A Pure Tone at Any Frequency
440 Hz. That’s concert pitch A. Every orchestra in the world tunes to it. If you need that tone, or any frequency between 20 Hz and 20,000 Hz, this tool generates it right in your browser.
Pick the frequency, pick the waveform, hit play. The Web Audio API synthesizes the sound locally. Nothing gets sent to a server. Nothing gets downloaded.
Four Waveforms
- Sine: a pure, clean tone. No harmonics, no buzz. This is what you want for tuning and testing.
- Square: hollow and buzzy, like an old 8-bit video game. Rich in odd harmonics.
- Sawtooth: bright and aggressive, containing all harmonics. Think of a bowed violin string cranked through a distortion pedal.
- Triangle: softer version of square. Still odd harmonics only, but at lower amplitudes. Sounds a bit like a distant flute.
If those descriptions don’t mean much to you, just click through them while a tone is playing. You’ll hear the difference immediately.
How To
- Set the frequency with the slider or click a quick note button (A4 = 440 Hz, C4 = 261.63 Hz).
- Pick a waveform.
- Adjust volume.
- Click Play Tone. Click Stop when you’re done.
What People Actually Use This For
Tuning instruments by ear. Click the A4 button, get a 440 Hz sine tone, tune your A string to match. Old school, but it works. Some players prefer tuning by ear over a tuner because it trains your sense of pitch.
Testing speakers and headphones. Sweep slowly from 20 Hz up to 20,000 Hz. Listen for dead spots (frequencies that seem quiet or missing), distortion, or physical rattling from your speaker enclosure. A good pair of headphones should reproduce the full range evenly. Your laptop speakers won’t, they typically roll off below 100-200 Hz.
Checking your own hearing. Start at 1,000 Hz and go up. Most adults can’t hear above 15,000-17,000 Hz, and it gets worse with age. This isn’t a medical test, your results depend on your speakers, room noise, and volume, but it gives you a rough idea. See an audiologist for the real thing.
Learning about synthesis. If you’re getting into electronic music production, understanding waveforms is fundamental. Play a sine wave, then switch to square, then sawtooth. Hear how each one sounds different at the same frequency. That’s harmonics at work, the core concept behind every synthesizer.

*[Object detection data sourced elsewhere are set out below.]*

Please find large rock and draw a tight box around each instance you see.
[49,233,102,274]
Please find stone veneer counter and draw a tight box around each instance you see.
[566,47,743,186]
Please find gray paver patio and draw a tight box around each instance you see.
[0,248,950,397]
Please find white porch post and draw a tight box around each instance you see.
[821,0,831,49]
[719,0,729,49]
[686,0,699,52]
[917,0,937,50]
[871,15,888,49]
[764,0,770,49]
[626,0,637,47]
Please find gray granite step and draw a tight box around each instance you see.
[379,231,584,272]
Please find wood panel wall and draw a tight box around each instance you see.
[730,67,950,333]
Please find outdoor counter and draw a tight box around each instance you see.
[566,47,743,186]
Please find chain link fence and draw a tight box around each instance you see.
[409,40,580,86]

Tinnitus masking. Some people find that playing an external tone near their tinnitus frequency provides temporary relief. Dial in the frequency with the slider and see if it helps. This isn’t medical advice, talk to an audiologist.
Physics class demos. Frequency, pitch, amplitude, harmonics, the audible spectrum, all of these concepts are easier to teach when students can actually hear them. A tone generator is a standard classroom tool for a reason.
For keeping time during music practice, the Metronome is right here on Toolsvu. To find the BPM of a song, the BPM Detector handles that.
FAQ
What are the waveforms in simple terms? Sine = smooth and pure. Square = buzzy and retro. Sawtooth = bright and harsh. Triangle = mellow and flute-like.
Can I test my hearing with this? Roughly, yes, but it’s not a clinical hearing test. Your results are affected by speaker quality, ambient noise, and volume settings. It’s a fun experiment, not a diagnosis.
Does anything leave my browser? Nothing. The Web Audio API generates sound locally. Zero network traffic.
Why can’t I hear above 16,000 Hz? Age-related hearing loss is completely normal. The hair cells in your inner ear that detect high frequencies are the first to degrade. Most adults over 30 can’t hear much above 16 kHz.
Can I play chords or multiple tones? One tone at a time with this tool. For multi-voice synthesis, you’d need a proper DAW like Ableton or a web-based synth.